Gaisi Takeuti's book Proof Theory proves cut elimination for Simple Type Theory (a combined result of several researchers). Thus it proves consistency of Simple Type Theory with full comprehension in each type and with cut as a proof rule. I will abbreviate that consistency statement as Con(STT). The result of interest to me is:
Conservativity Theorem: If you extend a first order theory $T$ to $\widetilde{T}$ by adding all finite higher types (with full comprehension, and cut rule) then $\widetilde{T}$ is conservative over $T$.
My question: What metatheory is best for these results?
First, I believe that Exponential Function Arithmetic (EFA) can formalize the proof theory showing "If Con(STT) then the cut-free proof system for SST is complete." I also believe EFA can formalize the unhypothetical theorem "extending any first order theory $T$ to $\widetilde{T}$ where only cut-free proofs are used in the type theory, is conservative." I have not checked these very well and they may not be true.
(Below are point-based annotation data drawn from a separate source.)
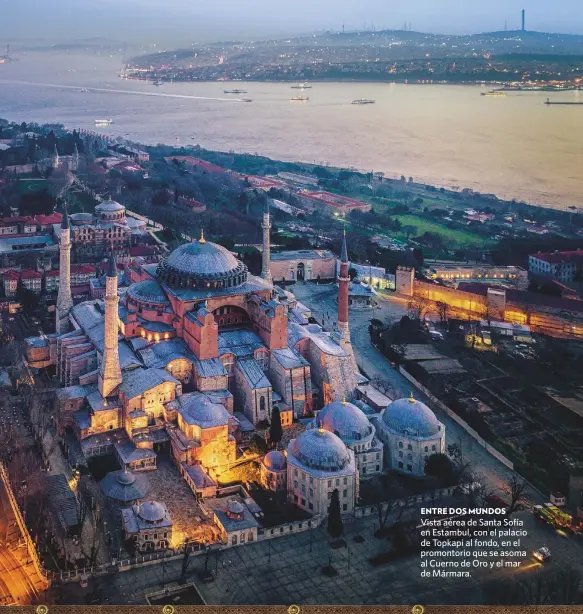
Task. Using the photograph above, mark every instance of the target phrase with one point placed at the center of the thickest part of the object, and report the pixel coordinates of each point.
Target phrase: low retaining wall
(469, 430)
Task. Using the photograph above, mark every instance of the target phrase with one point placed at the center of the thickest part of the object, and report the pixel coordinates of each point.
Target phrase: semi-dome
(275, 461)
(152, 511)
(201, 264)
(411, 418)
(125, 486)
(201, 411)
(148, 291)
(109, 206)
(321, 450)
(345, 420)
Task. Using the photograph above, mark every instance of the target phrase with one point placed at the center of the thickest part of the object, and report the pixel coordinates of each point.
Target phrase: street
(322, 300)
But I hope they are true and already known or at least already obvious to proof theorists.
Second, I believe the straightforward choice of EFA plus Con(STT) is the best metatheory for this. So we regard cut elimination for STT, and the Conservativity Theorem, as depending on Con(STT) and not as proving it. If my beliefs above are correct, then this metatheory is adequate and well suited to the task. But is some better known, or more canonical, metatheory no stronger than this one yet still sufficient?